Welp, the new year is barreling towards us like a freight train. NYE is my favorite holiday because it’s full of hope, it’s depressing, and I get drunk and dance in my underwear.
People keep telling me that 2018 was a LONG year, and while I normally never make it a habit to agree with any humans ever, I couldn’t agree more with this statement. This year was my year of flops and failures (shit, I should have made that the subheading for this post; too bad I don’t know how to edit). I’m not looking for fake sympathy though. There’s no need to make me feel better about my failures. People are so scared of failure. Seriously, when you fail as much as I do, and are rejected as much as I am, you have no
self worth fear. Because of the failures I accomplished this year, I tested out the waters to see where I should swim to avoid drowning for more important missions. That’s what I’m telling myself, at least, so I can continue to jump into shark infested oceans.
Don’t worry, I’m sure I’ll fail again, as this really ridiculous post is aggressively promising. But hopefully I will succeed at least three times.
I’ve already set my “goals” for 2019 and most of them are nonsensical and probably impossible, but I’m half insane so I’ll never know.
As I type this, my husband has taken over parenting duties so I can finish last minute projects and, as expected, there are dirty dishes and toys everywhere but there’s also a dirty diaper on the counter and so I’m just not going to walk around the house anymore. The mood for 2019 is already being set.

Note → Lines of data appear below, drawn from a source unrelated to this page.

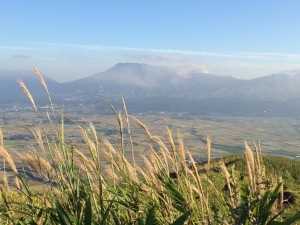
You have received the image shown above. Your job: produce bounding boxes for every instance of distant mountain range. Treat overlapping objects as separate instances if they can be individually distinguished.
[0,63,300,115]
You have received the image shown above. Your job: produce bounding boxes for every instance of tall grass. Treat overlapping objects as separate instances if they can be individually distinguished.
[0,69,300,225]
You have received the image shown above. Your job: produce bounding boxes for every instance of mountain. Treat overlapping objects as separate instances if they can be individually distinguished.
[0,63,300,115]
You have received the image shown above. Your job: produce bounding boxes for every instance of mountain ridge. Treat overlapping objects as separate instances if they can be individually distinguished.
[0,63,300,113]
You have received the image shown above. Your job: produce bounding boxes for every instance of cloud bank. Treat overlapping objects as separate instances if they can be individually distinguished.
[0,43,300,81]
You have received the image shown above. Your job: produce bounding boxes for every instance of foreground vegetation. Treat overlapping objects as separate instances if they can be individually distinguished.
[0,71,300,225]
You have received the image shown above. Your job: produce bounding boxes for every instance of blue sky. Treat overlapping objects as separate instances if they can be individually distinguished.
[0,0,300,80]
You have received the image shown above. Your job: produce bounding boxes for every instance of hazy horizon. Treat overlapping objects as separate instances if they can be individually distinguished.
[0,1,300,81]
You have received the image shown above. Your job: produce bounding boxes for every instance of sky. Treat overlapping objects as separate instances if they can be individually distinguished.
[0,0,300,81]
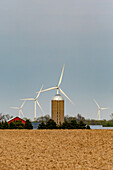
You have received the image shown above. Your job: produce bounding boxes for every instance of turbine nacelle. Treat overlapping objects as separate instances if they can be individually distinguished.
[93,99,109,120]
[37,64,74,104]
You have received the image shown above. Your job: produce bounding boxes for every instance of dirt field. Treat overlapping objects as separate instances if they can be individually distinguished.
[0,130,113,170]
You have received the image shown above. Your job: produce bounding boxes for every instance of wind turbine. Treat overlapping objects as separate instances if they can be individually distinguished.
[93,99,109,120]
[21,86,44,120]
[37,64,74,104]
[10,101,25,117]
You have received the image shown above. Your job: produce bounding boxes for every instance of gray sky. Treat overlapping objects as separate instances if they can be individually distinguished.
[0,0,113,120]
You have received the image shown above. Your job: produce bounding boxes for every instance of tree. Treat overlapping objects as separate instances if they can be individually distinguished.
[70,119,78,129]
[9,122,16,129]
[25,119,33,129]
[2,121,8,129]
[38,121,46,129]
[14,120,25,129]
[78,120,86,129]
[61,121,70,129]
[46,119,57,129]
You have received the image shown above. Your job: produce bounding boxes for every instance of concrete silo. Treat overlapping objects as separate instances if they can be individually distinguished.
[51,94,64,125]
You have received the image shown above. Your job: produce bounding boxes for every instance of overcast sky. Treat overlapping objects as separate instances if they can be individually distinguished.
[0,0,113,120]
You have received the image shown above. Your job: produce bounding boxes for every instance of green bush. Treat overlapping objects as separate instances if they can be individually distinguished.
[38,121,46,129]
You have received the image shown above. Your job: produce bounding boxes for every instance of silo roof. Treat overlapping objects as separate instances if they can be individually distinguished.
[52,94,64,100]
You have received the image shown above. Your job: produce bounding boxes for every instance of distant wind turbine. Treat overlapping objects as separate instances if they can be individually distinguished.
[10,101,25,117]
[21,85,44,120]
[93,99,109,120]
[37,64,74,104]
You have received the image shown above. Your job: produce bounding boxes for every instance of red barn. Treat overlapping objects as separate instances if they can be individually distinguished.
[8,116,26,125]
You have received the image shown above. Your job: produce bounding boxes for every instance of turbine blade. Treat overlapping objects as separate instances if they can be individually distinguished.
[93,99,100,108]
[20,110,24,117]
[100,107,109,110]
[59,88,74,104]
[10,107,19,109]
[36,85,43,99]
[20,98,34,100]
[41,87,57,92]
[36,101,44,114]
[58,64,65,87]
[20,100,26,108]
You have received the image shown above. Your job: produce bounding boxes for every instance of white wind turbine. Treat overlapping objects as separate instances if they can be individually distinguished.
[10,101,25,117]
[93,99,109,120]
[37,64,74,104]
[21,86,44,120]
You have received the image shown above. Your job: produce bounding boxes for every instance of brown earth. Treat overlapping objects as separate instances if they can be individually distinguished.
[0,130,113,170]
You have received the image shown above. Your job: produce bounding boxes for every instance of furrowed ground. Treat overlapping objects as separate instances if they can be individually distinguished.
[0,130,113,170]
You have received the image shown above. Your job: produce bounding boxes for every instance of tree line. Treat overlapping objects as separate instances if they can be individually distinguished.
[38,119,90,129]
[0,120,33,129]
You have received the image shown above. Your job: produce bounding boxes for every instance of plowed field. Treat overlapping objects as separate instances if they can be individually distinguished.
[0,130,113,170]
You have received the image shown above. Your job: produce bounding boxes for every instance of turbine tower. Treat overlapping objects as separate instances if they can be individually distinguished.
[10,101,25,117]
[37,64,74,104]
[93,99,109,120]
[21,85,44,120]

I DO have a rebuttal to Serafina’s blasphemous post about cheesecake last week, but it’ll have to wait for the new year. What I DO have is a list of our most *POPULAR 💅💅💅* posts from 2018. Here’s our top six and my shit commentary:
This surprises me because wtf is jackfruit? I don’t know what it is, therefore I fear it. The pictures in the post show a can full of “young” jackfruit. This is proof that Jackalopes exist and we eat them.
Has anyone actually checked her credentials? How can a master gardener let squirrels destroy a sunflower? Where is her greenhouse?

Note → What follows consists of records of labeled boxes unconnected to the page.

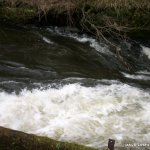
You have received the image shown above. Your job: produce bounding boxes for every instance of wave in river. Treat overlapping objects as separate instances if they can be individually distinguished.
[0,83,150,147]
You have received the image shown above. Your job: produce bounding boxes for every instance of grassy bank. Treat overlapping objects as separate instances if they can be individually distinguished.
[0,0,150,37]
[0,127,95,150]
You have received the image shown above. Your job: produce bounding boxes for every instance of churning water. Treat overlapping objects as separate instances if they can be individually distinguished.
[0,23,150,149]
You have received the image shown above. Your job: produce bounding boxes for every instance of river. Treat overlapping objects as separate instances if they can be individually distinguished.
[0,24,150,150]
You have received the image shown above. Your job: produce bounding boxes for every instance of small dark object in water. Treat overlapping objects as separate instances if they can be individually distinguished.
[108,139,115,150]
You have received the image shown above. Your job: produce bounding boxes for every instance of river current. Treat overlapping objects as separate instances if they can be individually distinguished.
[0,24,150,150]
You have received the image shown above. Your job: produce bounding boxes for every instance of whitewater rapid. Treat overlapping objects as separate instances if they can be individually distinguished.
[0,82,150,147]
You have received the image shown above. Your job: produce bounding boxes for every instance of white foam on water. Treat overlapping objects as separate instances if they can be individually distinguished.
[48,27,113,55]
[142,46,150,59]
[122,73,150,80]
[0,83,150,147]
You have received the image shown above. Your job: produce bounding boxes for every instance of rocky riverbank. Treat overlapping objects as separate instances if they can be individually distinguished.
[0,127,95,150]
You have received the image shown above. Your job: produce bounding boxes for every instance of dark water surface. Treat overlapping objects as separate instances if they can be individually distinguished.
[0,24,150,147]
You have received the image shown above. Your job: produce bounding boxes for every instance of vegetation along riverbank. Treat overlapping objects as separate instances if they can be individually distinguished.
[0,0,150,38]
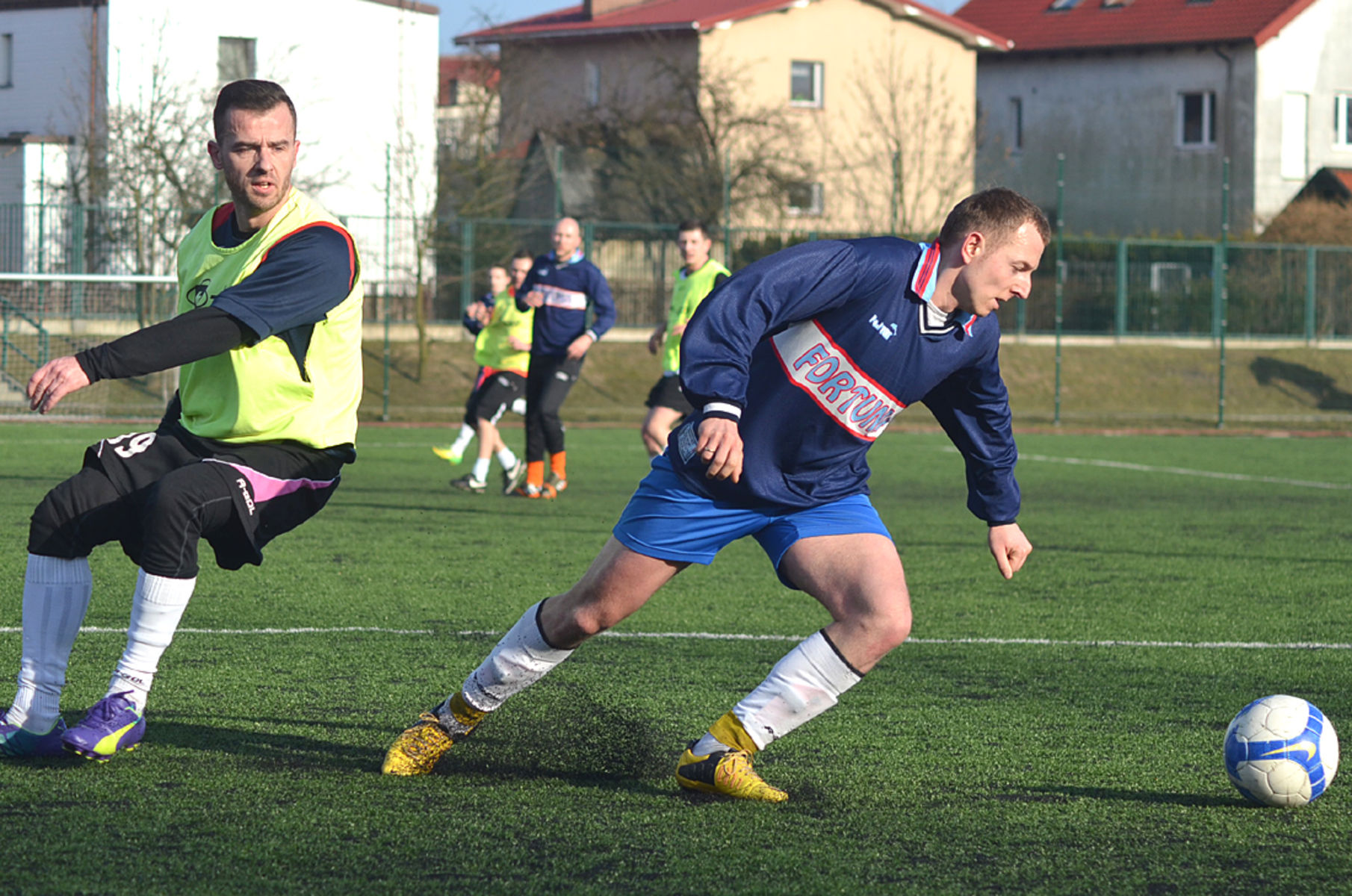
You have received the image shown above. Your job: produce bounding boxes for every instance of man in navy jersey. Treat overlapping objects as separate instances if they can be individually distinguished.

This is one of several recipes this year from Serafina that she used to torture her boyfriend. It’s a good read. Recipe is probably fine too.

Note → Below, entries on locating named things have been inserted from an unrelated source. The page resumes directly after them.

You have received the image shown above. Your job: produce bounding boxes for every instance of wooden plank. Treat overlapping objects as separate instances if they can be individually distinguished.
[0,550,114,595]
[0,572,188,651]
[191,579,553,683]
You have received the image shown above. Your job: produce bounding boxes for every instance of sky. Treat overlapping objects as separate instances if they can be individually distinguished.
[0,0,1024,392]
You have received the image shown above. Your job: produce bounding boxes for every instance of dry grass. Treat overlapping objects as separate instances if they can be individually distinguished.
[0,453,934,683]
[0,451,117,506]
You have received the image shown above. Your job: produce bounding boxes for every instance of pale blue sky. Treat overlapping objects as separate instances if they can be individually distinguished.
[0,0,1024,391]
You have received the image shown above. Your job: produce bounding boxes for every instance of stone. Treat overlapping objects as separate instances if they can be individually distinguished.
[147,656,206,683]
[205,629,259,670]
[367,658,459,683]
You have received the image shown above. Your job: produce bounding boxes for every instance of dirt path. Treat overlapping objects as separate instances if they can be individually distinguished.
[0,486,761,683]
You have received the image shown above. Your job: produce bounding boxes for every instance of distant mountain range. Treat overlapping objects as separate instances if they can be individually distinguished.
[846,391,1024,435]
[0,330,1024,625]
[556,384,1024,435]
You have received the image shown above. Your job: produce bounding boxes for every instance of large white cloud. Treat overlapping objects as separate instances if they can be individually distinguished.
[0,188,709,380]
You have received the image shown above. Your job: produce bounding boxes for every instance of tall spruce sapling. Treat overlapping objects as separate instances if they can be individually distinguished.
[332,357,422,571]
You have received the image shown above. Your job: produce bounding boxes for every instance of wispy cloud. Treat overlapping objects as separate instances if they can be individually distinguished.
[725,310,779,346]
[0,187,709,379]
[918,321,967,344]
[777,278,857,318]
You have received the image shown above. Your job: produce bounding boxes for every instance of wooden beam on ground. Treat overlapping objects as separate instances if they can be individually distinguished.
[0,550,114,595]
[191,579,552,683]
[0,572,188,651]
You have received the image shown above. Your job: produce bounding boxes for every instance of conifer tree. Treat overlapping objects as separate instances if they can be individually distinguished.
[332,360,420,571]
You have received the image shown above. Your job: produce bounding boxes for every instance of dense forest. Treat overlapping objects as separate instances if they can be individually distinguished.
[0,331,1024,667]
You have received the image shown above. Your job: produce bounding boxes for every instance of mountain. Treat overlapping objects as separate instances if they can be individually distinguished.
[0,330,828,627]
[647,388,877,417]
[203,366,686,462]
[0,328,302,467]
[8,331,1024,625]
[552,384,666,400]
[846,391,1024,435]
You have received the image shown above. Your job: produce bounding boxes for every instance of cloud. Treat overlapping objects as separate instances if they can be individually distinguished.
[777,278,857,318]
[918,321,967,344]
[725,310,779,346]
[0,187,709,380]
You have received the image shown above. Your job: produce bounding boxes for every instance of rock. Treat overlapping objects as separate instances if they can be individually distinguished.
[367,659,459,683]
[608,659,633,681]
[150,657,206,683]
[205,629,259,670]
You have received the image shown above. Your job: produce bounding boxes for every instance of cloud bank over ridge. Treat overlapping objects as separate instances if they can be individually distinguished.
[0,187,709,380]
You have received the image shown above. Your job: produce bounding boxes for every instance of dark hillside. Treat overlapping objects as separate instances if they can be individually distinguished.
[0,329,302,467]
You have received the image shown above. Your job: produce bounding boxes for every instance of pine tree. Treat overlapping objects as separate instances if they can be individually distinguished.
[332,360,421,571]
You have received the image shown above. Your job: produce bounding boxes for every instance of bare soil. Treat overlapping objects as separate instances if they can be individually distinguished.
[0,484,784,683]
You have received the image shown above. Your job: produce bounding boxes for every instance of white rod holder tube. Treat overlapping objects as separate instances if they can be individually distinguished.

SEE YOU DON’T ADD THE VEGETABLES TO THE CHEESE. This is one of my many posts on my obsession with Trader Joe’s.
I’m so happy this was more popular than the original recipe. Fucking millennials love their deconstruction and living wages.
And here was the number one post from this year. If your life is shit I hope you still have great skin.
There you have it. This is what we have to show for 2018. How will we ever be able to top this?